Mi abuela no ganaba para disgustos. Pedro, el abuelo, por el contrario, estaba más tranquilo. Esa pequeña colleja que me daba quería expresar lo mismo, pero sin tanto alarmismo. Por aquel tiempo la yaya empezó a palidecer y se le cayó aquel pelo negro tupido. Yo no entendía nada y escuché  decir a la chismosa de la vecina: «Si el tratamiento no funciona, morirá». En un primer momento, no comprendía nada y seguía con mis trastadas, hasta que un día la ingresaron en el hospital. No la podía ver y, cuando el abuelo la visitaba, me quedaba en casa de otra vecina que era muy buena conmigo.

El día que la dejaron salir quise acompañar al abuelo y cuando ambos llegaban a la puerta del hospital, salí volando con los brazos abiertos. Ella me abrazó y me besó con tanta ternura que curó mi alma.
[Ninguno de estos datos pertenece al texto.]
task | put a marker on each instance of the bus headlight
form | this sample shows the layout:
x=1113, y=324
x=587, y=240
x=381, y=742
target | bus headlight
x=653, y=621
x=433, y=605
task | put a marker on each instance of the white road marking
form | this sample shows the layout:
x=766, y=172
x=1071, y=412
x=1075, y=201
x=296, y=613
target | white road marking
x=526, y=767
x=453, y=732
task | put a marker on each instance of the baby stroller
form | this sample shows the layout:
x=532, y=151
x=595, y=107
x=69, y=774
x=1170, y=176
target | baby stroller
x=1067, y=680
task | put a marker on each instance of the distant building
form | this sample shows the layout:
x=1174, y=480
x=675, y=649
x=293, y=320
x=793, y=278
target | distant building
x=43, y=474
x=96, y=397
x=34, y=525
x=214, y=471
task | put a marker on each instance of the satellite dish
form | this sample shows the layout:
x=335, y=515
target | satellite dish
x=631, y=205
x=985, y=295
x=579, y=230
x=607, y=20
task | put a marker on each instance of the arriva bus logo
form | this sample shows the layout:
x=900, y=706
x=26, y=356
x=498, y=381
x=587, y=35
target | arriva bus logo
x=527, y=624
Llorando, le pedí a la abuela:

—¡Abuela, no te mueras!

—Solo con una condición —dijo entre lágrimas—. Prometo luchar por vivir muchos años si empiezas a cambiar: se acabaron las peleas y las riñas, porque necesito tranquilidad para tener salud.
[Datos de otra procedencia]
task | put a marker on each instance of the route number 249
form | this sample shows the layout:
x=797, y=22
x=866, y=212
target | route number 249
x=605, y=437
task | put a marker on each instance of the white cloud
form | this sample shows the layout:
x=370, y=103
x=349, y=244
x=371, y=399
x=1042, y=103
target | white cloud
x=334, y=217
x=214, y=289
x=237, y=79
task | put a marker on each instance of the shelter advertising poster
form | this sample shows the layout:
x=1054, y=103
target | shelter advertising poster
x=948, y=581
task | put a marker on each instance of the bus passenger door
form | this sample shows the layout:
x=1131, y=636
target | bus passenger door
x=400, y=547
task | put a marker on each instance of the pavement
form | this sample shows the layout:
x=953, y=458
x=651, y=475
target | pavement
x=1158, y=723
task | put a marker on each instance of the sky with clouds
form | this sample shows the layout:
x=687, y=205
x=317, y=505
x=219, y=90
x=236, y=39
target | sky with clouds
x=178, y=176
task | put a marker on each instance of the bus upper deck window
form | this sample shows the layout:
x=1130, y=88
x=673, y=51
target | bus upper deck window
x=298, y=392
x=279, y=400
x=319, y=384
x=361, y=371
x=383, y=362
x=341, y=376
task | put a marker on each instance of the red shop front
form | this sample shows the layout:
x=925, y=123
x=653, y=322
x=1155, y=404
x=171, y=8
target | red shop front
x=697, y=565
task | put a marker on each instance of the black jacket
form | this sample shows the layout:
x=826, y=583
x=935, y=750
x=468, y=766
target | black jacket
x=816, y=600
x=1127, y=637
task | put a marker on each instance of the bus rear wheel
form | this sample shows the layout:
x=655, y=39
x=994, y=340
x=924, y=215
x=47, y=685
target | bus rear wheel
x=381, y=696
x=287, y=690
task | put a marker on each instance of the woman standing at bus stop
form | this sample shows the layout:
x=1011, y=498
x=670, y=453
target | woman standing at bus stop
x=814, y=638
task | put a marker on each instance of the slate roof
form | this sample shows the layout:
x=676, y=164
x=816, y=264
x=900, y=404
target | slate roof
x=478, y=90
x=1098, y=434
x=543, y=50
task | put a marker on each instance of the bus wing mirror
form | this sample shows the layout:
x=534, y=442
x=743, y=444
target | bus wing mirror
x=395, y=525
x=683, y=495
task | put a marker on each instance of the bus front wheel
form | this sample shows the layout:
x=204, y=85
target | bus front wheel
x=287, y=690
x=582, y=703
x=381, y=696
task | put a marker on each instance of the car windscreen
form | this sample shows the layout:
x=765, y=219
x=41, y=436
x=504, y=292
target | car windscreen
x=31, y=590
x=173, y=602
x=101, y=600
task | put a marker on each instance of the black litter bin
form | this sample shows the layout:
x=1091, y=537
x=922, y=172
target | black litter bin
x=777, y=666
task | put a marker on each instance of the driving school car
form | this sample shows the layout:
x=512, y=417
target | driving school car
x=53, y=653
Y así fue. Quien no supiera la historia pensaría que me estaban medicando con ansiolíticos o algún extraño medicamento. Las profes, porque mayoritariamente eran mujeres, me sacaban de clase y me preguntaban si me encontraba bien. Pasaron las semanas y me tocaban el pelo o me ponían la mano en el hombro en señal de cariño. Un día, sonriendo, la maestra de Religión, seño Soco, como la llamábamos, dijo unas palabras que me hicieron sentir identificado. En voz alta ante mis compañeros afirmó que yo era como el Ave Fénix en la mitología griega, un ave que desprendía fuego y que renacía de sus cenizas, que había que matar lo viejo para dar paso a una nueva vida de luz. Ahí surgió en mí el deseo por tatuarme aquella ave mitológica en alguna parte del cuerpo y tal vez también una cruz. Al final, toda la devoción de mi abuela me había marcado.


[4]. Sachar, asachar, asechar: verbo transitivo Acollar. Recubrir con tierra el pie de las plantas, mover. La tierra con el sacho.

[5]. Las ristras son trenzados de ajos, cebolla o pimientas que se hacen para conservarlas y están unidas unas a otras formando una especie de ramo o manojo.

[6]. Término que se usa en Canarias para referirse a los turistas extranjeros.

[7]. Plantas enormes con un pico al final y llenas de espinas por los lados. En el centro, sale una espiga robusta floral conocida como maguén, de la que salían tras las flores una especie de capullo que contenía las semillas.